# Where to get School recommendations



## kisern (Nov 3, 2004)

I have read quite a bit over these past couple of weeks and where I initially was more concerned about the martial art I would choose, I have now come to understand that the school and the instructor are more important. Once I've determined which schools/instructors I am comfortable with, I'll then focus on which style I would prefer.
Which leads me to ask if there is anyone on this board familiar with schools in the Aurora/Naperville Illinois area? If not, is there a website were people post their opinions of the schools/instructors they have attended?
In particular, I am considering a school called Heiwa Dojo, evidently one of the Chicagoland Budokai (www.chicagobudokai.com). The styles they teach are Aikijutsu and Kenjutsu. But, to be frank, from reading their website, I am given reason to pause. I was wondering if anyone has heard of this Dojo, or its two siblings in the Chicago area. I have not been yet to meet the head instructor or to watch a class, but before I do I thought I would inquire here.

If this isn't the correct place to be making such inquiries, my apologies, I didn't see another place to post.

Thanks,
-Neil


----------



## Flatlander (Nov 3, 2004)

Neil, welcome to Martial Talk.  You have chosen exactly the right spot to pose your question, so let's wait and see what kind of help should make it's way to your thread.  Enjoy your stay here, and happy posting!


----------



## sifu Adams (Nov 3, 2004)

I know of a Master Chino.  for the Chicago area.  if you are close to this are I can get him your information.  He will be at my tournemant this week end.  I met him in Greece and worked with him in NJ as well.  he seem to have his act together.   let me know it you are close to this area.


----------



## Vadim (Nov 3, 2004)

Hi Neil. I looked over the website and it seems like a very traditional oriented school. My suggestion would be to contact the school and set up an appointment with them to see if it is something that you would want to pursue. Good luck in your decision. Keep us posted.

-Vadim


----------



## kisern (Nov 4, 2004)

sifu Adams said:
			
		

> I know of a Master Chino. for the Chicago area. if you are close to this are I can get him your information. He will be at my tournemant this week end. I met him in Greece and worked with him in NJ as well. he seem to have his act together. let me know it you are close to this area.
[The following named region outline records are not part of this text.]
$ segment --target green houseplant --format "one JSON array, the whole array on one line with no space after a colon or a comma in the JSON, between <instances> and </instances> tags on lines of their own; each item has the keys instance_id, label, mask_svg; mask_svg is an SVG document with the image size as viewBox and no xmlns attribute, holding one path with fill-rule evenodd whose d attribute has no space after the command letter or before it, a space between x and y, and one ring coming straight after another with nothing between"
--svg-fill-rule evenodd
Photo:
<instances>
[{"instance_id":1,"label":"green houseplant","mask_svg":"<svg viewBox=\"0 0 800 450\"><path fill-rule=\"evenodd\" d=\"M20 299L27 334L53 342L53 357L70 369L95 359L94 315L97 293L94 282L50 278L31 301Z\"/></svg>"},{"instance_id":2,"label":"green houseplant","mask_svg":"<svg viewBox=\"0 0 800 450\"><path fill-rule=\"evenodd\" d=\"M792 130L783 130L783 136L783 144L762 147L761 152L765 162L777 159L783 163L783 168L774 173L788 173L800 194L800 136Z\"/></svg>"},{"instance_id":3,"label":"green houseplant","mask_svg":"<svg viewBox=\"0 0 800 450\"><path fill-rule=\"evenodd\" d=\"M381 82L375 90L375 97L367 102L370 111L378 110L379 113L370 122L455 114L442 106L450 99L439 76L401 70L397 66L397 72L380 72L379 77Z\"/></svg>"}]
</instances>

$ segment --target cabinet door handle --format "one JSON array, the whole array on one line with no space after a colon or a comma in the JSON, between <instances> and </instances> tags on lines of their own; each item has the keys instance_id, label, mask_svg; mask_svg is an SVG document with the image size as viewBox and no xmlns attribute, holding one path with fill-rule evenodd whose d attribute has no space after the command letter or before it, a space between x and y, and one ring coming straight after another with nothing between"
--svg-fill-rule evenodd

Yes, I am in the Chicago area.  However, I am ~40 miles southwest of Chicago (Chicagoland is a BIG area).  Specifically I am in the Aurora area (2nd largest city in Illinois).  But to the south and west of Aurora there is nothing but cornfields    I'm hoping to keep my commute to class at 30 minutes or less, one way.

Thank you for your assistance.  Finding someone that has the recommendations of others would be great.

-Neil


----------



## kisern (Nov 4, 2004)

Vadim said:
			
		

> Hi Neil. I looked over the website and it seems like a very traditional oriented school. My suggestion would be to contact the school and set up an appointment with them to see if it is something that you would want to pursue. Good luck in your decision. Keep us posted.
> 
> -Vadim


Yes, I am attracted to it because of the traditional approach.  My concerns lie in the fact that no address is given, I can find no references on the web to these dojos, and there is little effort made on the website to speak to the qualifications of the instructors.  In this field of study I am wary of cultish followings and I look for everything being above board and on the table.  I will call and attempt to schedule a time to watch a class, I was just inquiring in case others had knowledge of this school.  I have a great many schools in my area that I need to check out and I'm anxious to get going in my studies.  But I now do appreciate that I need to pick a school carefully.  It just all takes time and so I was looking for a shortcut 

Thank you for your help

-Neil


----------



## still learning (Nov 14, 2004)

Hello, Please visit as many schools as you can. Don't rush it,a few weeks of looking is better than losing a few month of training if you do not like it.
 Always trust your instincts and gut feeling..if it says this the one? Go for it. Sometimes we think this is what I want?..until you see something different! Best of luck.....Aloha


----------